Troisièmement Quand les choses en sont arrivées là, il est certain que l’homme se réjouit
grandement et soit conforté (getröstet) au point qu’il dira souvent avec le prophète : Seigneur Dieu,
affermis ce que tu as fait en nous, car celui qui est là doit veiller à ne pas tomber, dit St.Paul I Cor.
10 :2.
Quatrièmement La parole de Dieu ne laisse passer personne, les plus grands en premier lieu.
Lorsque Dieu appela Paul, il dit à Ananias Act. 9 :15 : « Il est l’instrument (gschir) que j’ai élu pour
porter mon nom devant les princes et les rois de la terre ». Il dit aussi aux disciples en Mat. 10 :8 :
« Vous serez conduits devant les rois et les magistrats afin de me rendre témoignage devant eux ».
Cinquièmement Il est dans sa nature d’abaisser les orgueilleux et de leur égaler les humbles (glich
machen des demutigen). Ainsi, la pure Marie chante Luc 1 :52 : « Il a renversé les puissants de leurs
sièges et il a élevé les humbles ». Jean, de même, a dit de Christ en Luc 3 :5 : « les collines seront
abaissées par lui et les vallées comblés etc… »
Sixièmement La parole de Dieu s’adresse en priorité aux pauvres, elle les aide et console ceux qui
sont espoir et ceux qui doutent, elle combat ceux qui n’ont d’espérance qu’en eux-mêmes, Christ
en témoigne.
Septième La parole de Dieu ne cherche pas son propre avantage I Cor. 13, c’est pourquoi Christ dit
à ses disciples de ne prendre ni sac ni bourse.
Huitième La parole de Dieu cherche à faire connaître Dieu aux hommes, afin que les gens opiniâtres
le craignent et que les humbles soient consolés par lui. Ceux qui prêchent de cette manière sont les
véritables serviteurs de la parole de Dieu. Mais ceux qui, précautionneusement visent leur propre
avantage, comme le chat autour de sa bouillie, ménagent l’enseignement des hommes plus qu’ils
ne se consacrent à l’enseignement de Dieu et ne le propagent. Ce sont des faux prophètes.
Apprends à les connaître par leurs paroles. Ils crient merveilleusement en disant : « Les pieux
pères ! » Cela ne signifie-t-il pas « Ce que font les hommes » ? et tutti quanti. Mais qu’ils se
plaignent sérieusement que l’Evangile du Christ soit prêché avec tiédeur, cela n’est pas le cas.

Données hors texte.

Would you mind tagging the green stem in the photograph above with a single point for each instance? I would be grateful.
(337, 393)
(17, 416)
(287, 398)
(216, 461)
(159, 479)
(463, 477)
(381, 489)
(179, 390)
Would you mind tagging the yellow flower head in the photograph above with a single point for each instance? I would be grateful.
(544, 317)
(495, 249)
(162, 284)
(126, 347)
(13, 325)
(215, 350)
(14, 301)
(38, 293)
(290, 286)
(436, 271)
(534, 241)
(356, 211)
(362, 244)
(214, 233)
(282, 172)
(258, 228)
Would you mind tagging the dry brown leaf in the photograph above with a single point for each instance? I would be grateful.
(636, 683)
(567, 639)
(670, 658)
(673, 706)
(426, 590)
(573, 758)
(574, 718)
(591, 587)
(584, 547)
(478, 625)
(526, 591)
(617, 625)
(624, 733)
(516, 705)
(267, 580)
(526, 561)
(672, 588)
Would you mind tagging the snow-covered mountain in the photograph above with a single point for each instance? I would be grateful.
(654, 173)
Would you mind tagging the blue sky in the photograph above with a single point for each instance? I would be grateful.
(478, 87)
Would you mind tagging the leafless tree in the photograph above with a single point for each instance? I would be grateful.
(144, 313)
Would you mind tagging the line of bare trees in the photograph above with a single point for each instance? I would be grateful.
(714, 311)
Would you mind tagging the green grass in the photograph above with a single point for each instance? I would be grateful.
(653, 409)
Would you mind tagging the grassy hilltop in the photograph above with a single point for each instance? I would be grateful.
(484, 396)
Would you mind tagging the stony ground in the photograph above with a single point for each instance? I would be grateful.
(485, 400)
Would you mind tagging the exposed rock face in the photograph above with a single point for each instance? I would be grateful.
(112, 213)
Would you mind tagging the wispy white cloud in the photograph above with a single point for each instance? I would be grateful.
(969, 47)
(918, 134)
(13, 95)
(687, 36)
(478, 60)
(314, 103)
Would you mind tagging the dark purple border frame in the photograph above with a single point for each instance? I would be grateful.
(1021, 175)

Neuvièmement Lorsque tu seras au fond de toi-même, que Dieu te renouvelle, que Dieu commence
à mieux t’aimer qu’autrefois alors que tu entendais des doctrines humaines, sois sûr c’est Dieu qui
l’effectue en toi.
Dixièmement Ressens-tu que cela te rend certain de la grâce de Dieu et du salut éternel, cela vient
de Dieu.
Onzièmement Ressens-tu que cela t’amoindrit et t’anéantit, mais que cela fait grandir Dieu en toi,
cela est une action de Dieu.
Douzièmement Ressens-tu que la crainte de Dieu te réjouit plutôt que de te rendre triste, c’est une
action certaine de la parole de Dieu et de son Esprit.
Que Dieu nous donne ces choses ! Amen.